Perry Timms, Founder & Chief Energy Officer, PTHR continues his chat with Simon Stapleton, CEO of Truthsayers®, in this episode of Truthsayers Neurocast, about how important it is to be able to accurately measure attitudes and how these will shift and change with time and at different levels within a workforce.
TRANSCRIPT
Simon Stapleton:
From a change perspective, it's clear that organisations still need support to help them through the change, mostly because there's just a whole backlog of stuff to deal with and sort of resetting up their organisation. But it's having the clarity of what, what the future looks like, and having a vision for it, I think, is still going to be tough for a lot of organisations, you know, let alone all the execution of it. But it's having the clarity. And I think real change, particularly agile change, starts with that level of clarity. As we saw when we did our State of Agile Culture Research last year. And so getting that clarity, not just of what, what they want to be as organisation almost like blue sky stuff, but what their people - and this what you're saying - what their people what their talent also wants as well, he's really helpful in getting to the bottom of the preferences and the work patterns of pretty much their greatest asset - the workforce - is going to be key to getting that happy medium. I mean, I think one change that happened over the last couple of years, it was happening anyway, but what COVID is accelerated it is around employees are now feeling it's not a privilege to work with an employer. You know, it's a two way street.
Perry Timms:
Yeah, yeah - an exchange.
SS:
Exactly. I exchange my time for something from you - benefits, pay and all that. And so I think the parity is emerging through this, (you know, and I don't know if you -) I saw some research this morning, that 81% of unhappy employees have faked happiness in the workplace. Right? That for me is a huge mental health time bomb, waiting to go off. I think what's going to happen is all that's going to come to a head at some point, you know, plus all the isolation and things like that in lockdown. If we thought it's bad in some ways, I think it's going to be worse for a little while longer as all that emerges. That's where we come in with our Neurotech platform is actually, we would be able to measure where employees are not feeling happy, you know, and faking it, and enable the leaders and the employees - the workforce - to actually communicate in that safe and secure way without being exposed, without (being, you know, set in) having your individual name attached to a gripe or something - you don't want to be singled out. So, you know, we really believe that having an open platform to make all this exchange work, and for it to be fair, and equitable, is absolutely the future.
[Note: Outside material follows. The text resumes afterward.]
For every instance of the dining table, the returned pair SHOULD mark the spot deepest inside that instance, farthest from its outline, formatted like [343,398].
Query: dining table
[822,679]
And I think it's the right time for our technology in the market at this time.
PT:
Yeah I like that a lot for a number of reasons, in so far as actually, at the moment trying to get to the heart of the truth, as in the truth about perhaps a process or a model or even like in the example I gave you, a scenario for working in or out the office, that truth is difficult other than to declare, because you haven't experienced this, you can't tell whether you really love it, or it pans out, you can only talk about your reaction to it. And so this is where the truth bit comes in. It's not about IT, it's how do you react to it? So that would be such valuable data. Because people are going, "They haven't even done it yet, but look at their reaction. They don't believe it. They don't feel it." And there's something symbolic about that, that either requires more dialogue, more clarity, a stronger vision, more participation. I don't know what it might be. Do you find yourself doing like before and after snapshots, sometimes on similar messaging, but put in different ways have you done that?
SS:
Very much so I mean, we'd call that change audience analytics, where you've got basically a group of people, where you starting them off before a change or some event, and then afterwards you look at how the sentiment has changed within that that group of people, you know, actually nothing might have necessarily physically changed in systems and processes but the attitude's changed, and therefore the organisation is probably much more equipped for this, from an attitudinal perspective to take on what's about to land, you know, in other areas of change in the business. It's the invisible shift, which actually makes the difference, not necessarily how it manifests.